Gaspereau Press
- Industry: Publishing
- Founded: 1997; 29 years ago
- Founders: Andrew Steeves Gary Dunfield
- Headquarters: Canada
- Owner: Keagan Hawthorne (acquisition pending)
- Website: www.gaspereau.com

= Gaspereau Press =

Canadian publishing company

Gaspereau Press is a Canadian publishing company founded in Nova Scotia in 1997 by Andrew Steeves and Gary Dunfield. In 2025, it was announced that Keagan Hawthorne would acquire the company and transfer its operations to Sackville, New Brunswick.

Its philosophy emphasizes "making books that reinstate the importance of the book as a physical object", prioritizing the design and the manufacturing quality of its titles. The firm attracted attention in 2010 when one of its titles, Johanna Skibsrud's novel The Sentimentalists, won the Scotiabank Giller Prize.

Rejected by several major publishers before Gaspereau, the book had originally been released in a limited run of just 800 copies.
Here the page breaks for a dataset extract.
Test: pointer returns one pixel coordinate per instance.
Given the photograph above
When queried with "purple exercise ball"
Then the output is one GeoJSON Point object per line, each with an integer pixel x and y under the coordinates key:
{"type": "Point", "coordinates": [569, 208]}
However, the award win pushed demand for the book well beyond the 1,000 copies per week that the company's printing press could produce at maximum capacity, resulting in the book being unavailable in stores for almost two weeks after the Giller announcement.

Meanwhile, Gaspereau Press announced that it had sold the novel's trade paperback rights to Douglas & McIntyre, while it will continue to print a smaller run of the novel's original edition for book collectors.